More on Transcriber and Unicode input

Andrew Margetts apmargetts at IPRIMUS.COM.AU
Sat Nov 20 06:15:15 UTC 2010


This is a follow up to my earlier post, 'Toolbox as Transcriber'. 
Several people responded with the suggestion that an alternative 
strategy might be to use Microsoft Keyboard Layout Creator (MSKLC) with 
Transcriber to facilitate the direct input of Unicode special characters 
(using UTF-8). MSKLC is freely available from 
http://msdn.microsoft.com/en-us/goglobal/bb964665.aspx

This sounded like a great idea (albeit one that rather negated my own), 
so I had a look at it. Unfortunately, as far as I can see, MSKLC doesn't 
work in Transcriber, (at least with version 1.5.1 on Windows XP 
Professional). If anybody knows otherwise I would be very interested to 
hear.

The good news is that MSKLC is easy to set-up and use, and does work 
well in (among others):
Toolbox
ELAN
Notepad

Regarding what IS possible in Transcriber:
1) you can do search-and-replace oprations within Transcriber, but it 
seems you must paste special characters to the dialog box from an 
external editor that can handle the required input. Therefore it is 
really simpler to just do all such editing in a text editor, after 
completing the Transcriber file. Notepad can be used for this task - 
i.e. it can handle UTF-8. (Avoid Wordpad and Word which just introduce 
problems; Notepad is reliable because it is purely a text editor).
2) you can also paste text strings which include special characters 
directly into Transcriber units.

In any case, it is crucial is to explicitly set the encoding in 
Transcriber to UTF-8 thus:
'Options > General > Encoding > Unicode(UTF-8)'

The result is that the top line in the .trs file will read:
<?xml version="1.0" encoding="UTF-8"?>
rather than
<?xml version="1.0" encoding="ISO-8859-1"?>
which is the default.

This technique however does not always work well on existing Transcriber 
files (you have to at least make a change to the file so that you can 
save it); but of course you can instead just make the substitution in a 
text editor rather than using the Transcriber commands.
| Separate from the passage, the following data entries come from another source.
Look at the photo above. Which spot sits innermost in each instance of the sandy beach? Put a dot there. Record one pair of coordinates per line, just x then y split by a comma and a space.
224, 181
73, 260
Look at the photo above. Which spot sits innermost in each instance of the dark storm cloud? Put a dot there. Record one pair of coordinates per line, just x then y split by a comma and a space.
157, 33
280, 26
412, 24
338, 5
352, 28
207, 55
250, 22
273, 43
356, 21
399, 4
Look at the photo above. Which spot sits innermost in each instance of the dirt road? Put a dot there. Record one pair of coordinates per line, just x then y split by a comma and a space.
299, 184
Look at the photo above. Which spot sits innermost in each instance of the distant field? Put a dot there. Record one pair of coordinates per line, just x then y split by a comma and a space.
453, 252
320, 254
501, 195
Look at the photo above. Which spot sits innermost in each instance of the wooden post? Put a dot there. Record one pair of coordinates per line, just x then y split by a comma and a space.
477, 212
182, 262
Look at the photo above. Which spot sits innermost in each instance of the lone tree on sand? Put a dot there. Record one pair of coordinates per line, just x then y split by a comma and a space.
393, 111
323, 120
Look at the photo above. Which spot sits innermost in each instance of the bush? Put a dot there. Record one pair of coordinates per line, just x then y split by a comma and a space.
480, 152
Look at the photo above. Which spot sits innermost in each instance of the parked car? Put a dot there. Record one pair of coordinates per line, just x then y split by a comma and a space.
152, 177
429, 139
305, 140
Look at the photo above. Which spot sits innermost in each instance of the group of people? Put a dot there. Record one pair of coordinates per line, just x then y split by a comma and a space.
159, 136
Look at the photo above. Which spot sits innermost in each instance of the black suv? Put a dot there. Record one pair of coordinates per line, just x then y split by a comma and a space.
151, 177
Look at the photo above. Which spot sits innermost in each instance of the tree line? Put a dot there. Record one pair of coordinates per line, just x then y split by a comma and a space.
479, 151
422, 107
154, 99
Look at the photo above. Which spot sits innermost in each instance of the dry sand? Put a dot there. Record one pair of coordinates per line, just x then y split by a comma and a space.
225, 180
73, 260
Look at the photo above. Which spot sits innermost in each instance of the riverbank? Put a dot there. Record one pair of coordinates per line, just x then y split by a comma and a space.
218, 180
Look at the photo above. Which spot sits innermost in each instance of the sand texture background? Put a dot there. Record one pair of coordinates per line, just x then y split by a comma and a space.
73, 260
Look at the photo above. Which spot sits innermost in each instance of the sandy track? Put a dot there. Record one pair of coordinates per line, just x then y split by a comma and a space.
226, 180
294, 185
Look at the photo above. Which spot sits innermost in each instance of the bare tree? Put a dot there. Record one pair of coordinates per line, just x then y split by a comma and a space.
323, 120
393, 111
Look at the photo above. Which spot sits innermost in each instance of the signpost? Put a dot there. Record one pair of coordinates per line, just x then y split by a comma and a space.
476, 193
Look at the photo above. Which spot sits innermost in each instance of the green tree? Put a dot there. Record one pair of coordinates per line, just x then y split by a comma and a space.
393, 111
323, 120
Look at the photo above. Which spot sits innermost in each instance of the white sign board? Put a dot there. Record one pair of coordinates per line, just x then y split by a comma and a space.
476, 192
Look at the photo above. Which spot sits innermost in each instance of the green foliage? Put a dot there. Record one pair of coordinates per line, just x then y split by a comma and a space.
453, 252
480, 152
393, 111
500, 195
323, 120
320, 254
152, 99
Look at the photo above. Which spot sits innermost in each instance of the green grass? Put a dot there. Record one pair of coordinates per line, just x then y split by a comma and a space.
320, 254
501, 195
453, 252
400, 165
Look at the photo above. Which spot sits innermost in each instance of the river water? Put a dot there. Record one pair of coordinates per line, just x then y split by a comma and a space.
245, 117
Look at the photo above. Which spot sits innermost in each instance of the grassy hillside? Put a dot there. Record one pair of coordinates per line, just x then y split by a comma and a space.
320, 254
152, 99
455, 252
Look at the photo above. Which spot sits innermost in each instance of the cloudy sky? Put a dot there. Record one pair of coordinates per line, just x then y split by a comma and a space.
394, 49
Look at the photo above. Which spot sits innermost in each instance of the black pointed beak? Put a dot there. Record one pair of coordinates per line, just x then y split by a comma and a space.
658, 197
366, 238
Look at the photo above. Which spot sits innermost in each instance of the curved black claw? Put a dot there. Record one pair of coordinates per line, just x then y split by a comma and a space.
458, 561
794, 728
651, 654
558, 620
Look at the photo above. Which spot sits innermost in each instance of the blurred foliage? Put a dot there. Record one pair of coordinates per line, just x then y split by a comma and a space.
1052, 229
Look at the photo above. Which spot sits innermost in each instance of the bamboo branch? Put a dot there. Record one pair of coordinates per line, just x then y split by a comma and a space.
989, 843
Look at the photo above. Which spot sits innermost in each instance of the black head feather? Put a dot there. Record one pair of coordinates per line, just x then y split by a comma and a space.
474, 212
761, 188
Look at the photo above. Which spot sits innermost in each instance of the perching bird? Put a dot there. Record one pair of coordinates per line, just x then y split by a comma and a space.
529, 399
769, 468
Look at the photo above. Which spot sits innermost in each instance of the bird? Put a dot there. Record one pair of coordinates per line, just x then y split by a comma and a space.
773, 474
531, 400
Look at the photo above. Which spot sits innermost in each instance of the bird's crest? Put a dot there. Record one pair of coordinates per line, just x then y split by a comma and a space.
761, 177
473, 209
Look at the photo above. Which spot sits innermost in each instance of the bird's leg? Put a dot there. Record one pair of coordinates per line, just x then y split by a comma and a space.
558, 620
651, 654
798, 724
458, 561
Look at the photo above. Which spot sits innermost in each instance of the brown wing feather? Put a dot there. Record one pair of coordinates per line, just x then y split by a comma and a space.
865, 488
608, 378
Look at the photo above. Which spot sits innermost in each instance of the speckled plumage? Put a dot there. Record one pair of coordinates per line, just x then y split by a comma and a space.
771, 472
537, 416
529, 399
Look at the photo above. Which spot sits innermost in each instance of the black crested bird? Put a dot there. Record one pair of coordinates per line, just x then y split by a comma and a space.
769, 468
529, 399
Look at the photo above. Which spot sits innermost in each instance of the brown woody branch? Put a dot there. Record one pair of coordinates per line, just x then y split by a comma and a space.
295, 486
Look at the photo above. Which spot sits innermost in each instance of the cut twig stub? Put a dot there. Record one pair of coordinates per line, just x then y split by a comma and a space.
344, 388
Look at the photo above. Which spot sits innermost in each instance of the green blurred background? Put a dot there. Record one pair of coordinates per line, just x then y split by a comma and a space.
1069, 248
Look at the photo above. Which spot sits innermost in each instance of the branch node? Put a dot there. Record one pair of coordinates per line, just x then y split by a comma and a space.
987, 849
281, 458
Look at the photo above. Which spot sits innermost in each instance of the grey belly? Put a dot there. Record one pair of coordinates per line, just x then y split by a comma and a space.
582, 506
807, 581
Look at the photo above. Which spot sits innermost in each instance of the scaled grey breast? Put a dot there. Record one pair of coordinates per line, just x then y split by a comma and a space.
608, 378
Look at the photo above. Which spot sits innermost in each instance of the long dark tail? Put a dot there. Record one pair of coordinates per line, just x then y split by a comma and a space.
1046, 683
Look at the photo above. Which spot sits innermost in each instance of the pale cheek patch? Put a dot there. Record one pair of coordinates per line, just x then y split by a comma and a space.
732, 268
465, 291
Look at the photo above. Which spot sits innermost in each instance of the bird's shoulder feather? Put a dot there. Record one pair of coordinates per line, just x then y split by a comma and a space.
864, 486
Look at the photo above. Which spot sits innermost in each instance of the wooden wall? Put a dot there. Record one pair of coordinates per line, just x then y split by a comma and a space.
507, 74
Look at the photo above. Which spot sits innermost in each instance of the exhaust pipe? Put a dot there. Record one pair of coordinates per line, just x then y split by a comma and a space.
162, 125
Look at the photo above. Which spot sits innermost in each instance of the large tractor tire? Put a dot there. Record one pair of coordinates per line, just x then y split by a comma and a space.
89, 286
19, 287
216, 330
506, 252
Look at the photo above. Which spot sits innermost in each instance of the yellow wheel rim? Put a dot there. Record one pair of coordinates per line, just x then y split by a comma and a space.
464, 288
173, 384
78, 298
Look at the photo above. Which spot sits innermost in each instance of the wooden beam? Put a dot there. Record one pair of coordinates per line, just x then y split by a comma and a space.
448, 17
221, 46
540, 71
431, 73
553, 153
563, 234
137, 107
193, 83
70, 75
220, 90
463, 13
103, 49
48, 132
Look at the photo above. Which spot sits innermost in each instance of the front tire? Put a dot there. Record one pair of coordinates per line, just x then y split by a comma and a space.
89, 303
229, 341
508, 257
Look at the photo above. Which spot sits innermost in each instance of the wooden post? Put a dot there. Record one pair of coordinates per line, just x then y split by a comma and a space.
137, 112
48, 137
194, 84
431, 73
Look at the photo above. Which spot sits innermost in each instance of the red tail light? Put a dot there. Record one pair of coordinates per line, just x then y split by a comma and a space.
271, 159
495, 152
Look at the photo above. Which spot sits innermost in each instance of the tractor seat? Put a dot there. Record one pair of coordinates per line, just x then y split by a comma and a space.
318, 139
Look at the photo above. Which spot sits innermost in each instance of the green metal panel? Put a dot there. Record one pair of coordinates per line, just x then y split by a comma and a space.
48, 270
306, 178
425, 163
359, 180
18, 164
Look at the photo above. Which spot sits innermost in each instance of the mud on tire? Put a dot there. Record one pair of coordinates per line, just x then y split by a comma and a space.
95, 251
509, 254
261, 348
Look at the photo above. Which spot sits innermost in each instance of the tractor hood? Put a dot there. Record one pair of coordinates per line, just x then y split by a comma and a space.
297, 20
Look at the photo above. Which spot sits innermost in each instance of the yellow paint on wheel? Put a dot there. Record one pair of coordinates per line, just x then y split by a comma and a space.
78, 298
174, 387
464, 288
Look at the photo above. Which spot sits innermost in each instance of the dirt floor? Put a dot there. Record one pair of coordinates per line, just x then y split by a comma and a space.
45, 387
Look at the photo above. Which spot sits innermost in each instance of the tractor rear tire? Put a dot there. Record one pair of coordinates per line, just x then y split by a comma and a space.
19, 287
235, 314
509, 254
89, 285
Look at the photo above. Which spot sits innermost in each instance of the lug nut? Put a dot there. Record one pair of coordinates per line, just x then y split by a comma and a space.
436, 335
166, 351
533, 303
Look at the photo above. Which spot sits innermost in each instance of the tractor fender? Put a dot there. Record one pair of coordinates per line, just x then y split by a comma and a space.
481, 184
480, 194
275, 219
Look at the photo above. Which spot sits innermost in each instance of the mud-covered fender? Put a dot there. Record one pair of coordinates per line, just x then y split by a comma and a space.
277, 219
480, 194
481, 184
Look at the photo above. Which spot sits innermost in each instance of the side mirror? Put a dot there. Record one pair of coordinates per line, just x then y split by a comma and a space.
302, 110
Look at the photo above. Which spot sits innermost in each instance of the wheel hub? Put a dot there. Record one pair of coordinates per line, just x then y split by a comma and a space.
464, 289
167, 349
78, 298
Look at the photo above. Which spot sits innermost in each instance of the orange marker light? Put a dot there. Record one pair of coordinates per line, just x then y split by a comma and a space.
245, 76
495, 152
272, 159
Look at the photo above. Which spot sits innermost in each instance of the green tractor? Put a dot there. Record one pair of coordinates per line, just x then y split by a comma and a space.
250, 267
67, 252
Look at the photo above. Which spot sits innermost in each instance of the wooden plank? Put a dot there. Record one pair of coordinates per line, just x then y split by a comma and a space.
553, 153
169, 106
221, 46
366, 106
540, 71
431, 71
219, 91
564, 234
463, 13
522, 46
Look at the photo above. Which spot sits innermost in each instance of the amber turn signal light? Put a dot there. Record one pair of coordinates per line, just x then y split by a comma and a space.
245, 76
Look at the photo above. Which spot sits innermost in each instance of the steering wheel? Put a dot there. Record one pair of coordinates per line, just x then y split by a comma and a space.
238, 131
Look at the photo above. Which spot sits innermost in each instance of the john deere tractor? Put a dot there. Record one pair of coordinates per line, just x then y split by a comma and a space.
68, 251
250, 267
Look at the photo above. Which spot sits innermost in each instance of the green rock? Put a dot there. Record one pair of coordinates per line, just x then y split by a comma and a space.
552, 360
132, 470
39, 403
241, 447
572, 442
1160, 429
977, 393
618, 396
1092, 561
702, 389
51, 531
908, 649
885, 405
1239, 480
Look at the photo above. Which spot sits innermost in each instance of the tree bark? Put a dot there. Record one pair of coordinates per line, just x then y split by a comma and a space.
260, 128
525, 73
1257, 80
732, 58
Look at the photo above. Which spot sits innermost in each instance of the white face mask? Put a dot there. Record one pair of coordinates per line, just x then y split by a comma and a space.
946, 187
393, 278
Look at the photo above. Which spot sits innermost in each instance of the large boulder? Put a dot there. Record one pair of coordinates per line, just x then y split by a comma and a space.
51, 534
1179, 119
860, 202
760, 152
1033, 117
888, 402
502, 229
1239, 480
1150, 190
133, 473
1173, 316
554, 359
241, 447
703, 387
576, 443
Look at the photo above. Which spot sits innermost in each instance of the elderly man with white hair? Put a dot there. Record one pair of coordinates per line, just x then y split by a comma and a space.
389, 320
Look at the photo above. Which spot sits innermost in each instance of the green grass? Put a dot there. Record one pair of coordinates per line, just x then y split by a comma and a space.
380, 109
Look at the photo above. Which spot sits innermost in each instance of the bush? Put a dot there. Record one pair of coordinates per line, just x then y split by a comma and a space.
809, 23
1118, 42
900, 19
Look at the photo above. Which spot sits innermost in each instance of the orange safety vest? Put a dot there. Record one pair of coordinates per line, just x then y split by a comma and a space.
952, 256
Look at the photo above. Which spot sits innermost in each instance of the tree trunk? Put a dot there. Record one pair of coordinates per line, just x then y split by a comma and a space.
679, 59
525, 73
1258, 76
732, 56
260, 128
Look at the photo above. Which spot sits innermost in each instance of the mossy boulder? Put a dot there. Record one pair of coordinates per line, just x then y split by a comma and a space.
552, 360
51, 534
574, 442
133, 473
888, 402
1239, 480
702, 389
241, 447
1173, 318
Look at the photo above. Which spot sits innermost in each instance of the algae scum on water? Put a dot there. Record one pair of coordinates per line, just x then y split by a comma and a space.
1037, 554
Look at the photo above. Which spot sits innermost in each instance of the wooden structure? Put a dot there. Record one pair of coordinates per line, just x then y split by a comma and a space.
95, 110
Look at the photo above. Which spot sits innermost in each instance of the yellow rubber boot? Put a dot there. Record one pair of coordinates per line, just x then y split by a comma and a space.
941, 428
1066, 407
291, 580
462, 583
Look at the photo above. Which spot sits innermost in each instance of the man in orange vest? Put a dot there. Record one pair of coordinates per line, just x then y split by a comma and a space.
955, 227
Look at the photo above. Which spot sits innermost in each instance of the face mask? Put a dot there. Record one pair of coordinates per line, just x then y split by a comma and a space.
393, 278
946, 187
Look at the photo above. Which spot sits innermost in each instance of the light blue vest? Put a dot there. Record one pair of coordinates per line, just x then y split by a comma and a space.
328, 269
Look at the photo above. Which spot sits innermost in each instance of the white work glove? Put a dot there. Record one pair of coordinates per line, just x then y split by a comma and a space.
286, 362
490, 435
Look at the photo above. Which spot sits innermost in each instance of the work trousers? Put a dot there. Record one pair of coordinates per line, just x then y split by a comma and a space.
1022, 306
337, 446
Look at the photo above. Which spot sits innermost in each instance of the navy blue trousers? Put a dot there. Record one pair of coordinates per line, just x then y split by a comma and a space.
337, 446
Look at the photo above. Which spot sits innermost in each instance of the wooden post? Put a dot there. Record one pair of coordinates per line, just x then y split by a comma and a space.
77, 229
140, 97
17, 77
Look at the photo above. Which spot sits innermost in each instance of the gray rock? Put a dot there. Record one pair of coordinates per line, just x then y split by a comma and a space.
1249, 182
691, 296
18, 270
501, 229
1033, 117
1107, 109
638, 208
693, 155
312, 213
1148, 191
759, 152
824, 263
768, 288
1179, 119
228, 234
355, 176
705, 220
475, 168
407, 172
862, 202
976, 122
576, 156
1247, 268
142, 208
For good measure I suggest also doing in Transcriber:
'Options > Save configuration'
to keep UTF-8 as the default encoding for new Transcriber files.

Failure to do this may result in Transcriber discarding all your Unicode 
characters on save, close and re-open - which is really very annoying. 
If you are having this problem check that the top line is correct!

To summarise this as a work-flow, in case you do wish to use 
search-and-replace techniques with MSKLC I suggest:
1) define and load your custom MSKLC keyboard - it will show up as one 
of the options in the 'Language bar' (usually present in the Windows 
Taskbar at the bottom of the screen - if it is not there you will have 
to enable it via 'Control Panel > Regional and Language Options > 
Languages > Details > Settings > Language Bar > Show the language bar on 
the desktop').
1) set Transcriber to encode as UTF-8, but then use a working 
orthography in Transcriber.
2) open each finished file in Notepad (or other text editor) and 
transform to the real orthography with search-and-replace, using the 
default keyboard for the 'search' term and switching to your custom 
keyboard (using the Language bar) for the 'replace' term.
3) (Optionally reopen the file in Transcriber to see what it should have 
looked like all along).

Incidentally, the on-line Transcriber to Toolbox converter can handle 
(and display) UTF-8 so you should have no problem using it to convert 
such a Transcriber file to an accurate Toolbox representation. As 
mentioned above, both Toolbox and ELAN support MSKLC keyboards.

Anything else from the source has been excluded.